On Saturday, details began to trickle through about a boat filled with asylum seekers bound for Australia that had sunk the previous day off the southern coast of Java.
Fairfax's Indonesia correspondent, Michael Bachelard, reported the death toll had reached 21, with up to 33 people still missing. Most of the dead were children who could not swim.
It was AFL grand final day, and Australia was in a celebratory mood. Barbecue plates were being scraped, salads prepared and beer runs made. In Melbourne, newly minted Prime Minister Tony Abbott was at a late grand final breakfast.
But outside reporters were waiting for him, hungry for more information on the tragedy. Did the Prime Minister know about the boat sinking? Could he tell them more?
We will never know. By the time the media caught up with him, Abbott was stone-facedly refusing to respond to questions about those who drowned on their way to Australia. Morrison could offer no better. Calls to his office went unanswered.
Survivors of the boat sinking told Bachelard that Australian authorities had known of their location for 26 hours, and had not sent help.
Their story spread like wildfire. If true, it meant Australia failed to save people's lives when it could have done so. The story urgently needed a government response.
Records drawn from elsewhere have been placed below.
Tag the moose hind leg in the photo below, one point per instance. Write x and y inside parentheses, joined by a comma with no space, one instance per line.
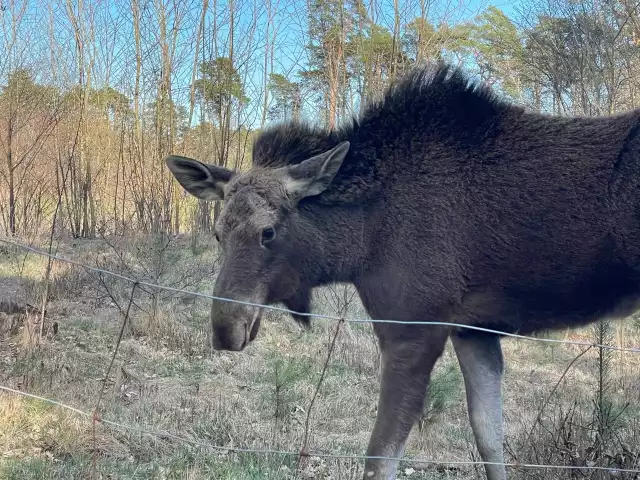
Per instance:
(406,369)
(481,362)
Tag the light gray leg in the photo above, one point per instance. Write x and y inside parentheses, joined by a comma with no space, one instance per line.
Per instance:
(406,369)
(480,358)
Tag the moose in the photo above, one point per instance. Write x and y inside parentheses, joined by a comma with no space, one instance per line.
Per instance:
(443,202)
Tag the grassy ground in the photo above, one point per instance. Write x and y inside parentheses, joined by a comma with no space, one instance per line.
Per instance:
(166,379)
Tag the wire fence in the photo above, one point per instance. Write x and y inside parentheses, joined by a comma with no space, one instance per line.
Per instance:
(317,315)
(304,452)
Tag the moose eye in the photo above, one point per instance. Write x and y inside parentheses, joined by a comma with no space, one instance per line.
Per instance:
(268,234)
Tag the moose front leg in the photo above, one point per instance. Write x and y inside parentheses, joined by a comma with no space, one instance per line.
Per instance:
(406,369)
(481,362)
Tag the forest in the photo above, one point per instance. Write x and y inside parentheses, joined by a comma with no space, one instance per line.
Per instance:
(94,95)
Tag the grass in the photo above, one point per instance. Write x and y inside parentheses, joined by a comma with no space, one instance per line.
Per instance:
(166,379)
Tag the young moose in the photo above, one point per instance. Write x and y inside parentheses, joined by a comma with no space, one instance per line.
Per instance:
(441,202)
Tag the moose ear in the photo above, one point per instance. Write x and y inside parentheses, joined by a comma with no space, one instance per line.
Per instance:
(315,174)
(205,182)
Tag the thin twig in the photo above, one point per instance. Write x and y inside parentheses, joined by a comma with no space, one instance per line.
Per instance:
(304,451)
(546,402)
(95,418)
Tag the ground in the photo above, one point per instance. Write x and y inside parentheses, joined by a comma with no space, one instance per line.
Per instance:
(166,379)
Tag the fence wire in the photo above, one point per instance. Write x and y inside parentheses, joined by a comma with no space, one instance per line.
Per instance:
(288,453)
(316,315)
(304,452)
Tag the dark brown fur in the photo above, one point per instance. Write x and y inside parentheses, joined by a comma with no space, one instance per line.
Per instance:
(449,205)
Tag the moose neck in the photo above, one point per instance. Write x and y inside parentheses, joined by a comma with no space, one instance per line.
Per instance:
(334,243)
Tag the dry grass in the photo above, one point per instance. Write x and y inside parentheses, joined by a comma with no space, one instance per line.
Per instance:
(166,379)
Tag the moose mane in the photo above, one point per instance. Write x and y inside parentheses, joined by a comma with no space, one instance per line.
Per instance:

But the government was silent.
Under Labor, information about asylum-seeker boats that had arrived in Australia, or had foundered on their way, was relatively easy to come by. The Australian Maritime Safety Authority and Customs and Border Protection released information regularly about boats that were intercepted on the way to Australia, or which foundered on their way here, including the number of asylum seekers on vessels, and where and when they had been intercepted.
Both agencies operated on a presumption in favour of the public's right to know, with the caveat that they would only release information to the media they knew to be accurate, and that would not jeopardise people's safety and Australia's border security. But both agencies have been gagged.
Given Morrison's office was not returning calls, I and many of my colleagues called AMSA and Customs on Saturday, but were referred back to Morrison's media adviser.
Morrison's media adviser's phone was switched off for hours, and calls, a voicemail, texts and an email failed to rouse a response. It was not clear whether the office was even aware of the sinking. Meanwhile, the media reported the tragedy, complete with the asylum seekers' reports of the delay in their rescue.
As a media strategy, the tactic of controlling information at all costs failed miserably, and succeeded only in allowing the media to air unverified accounts all day.
It doesn't reflect well on the government or the media, and it's hardly serving the public.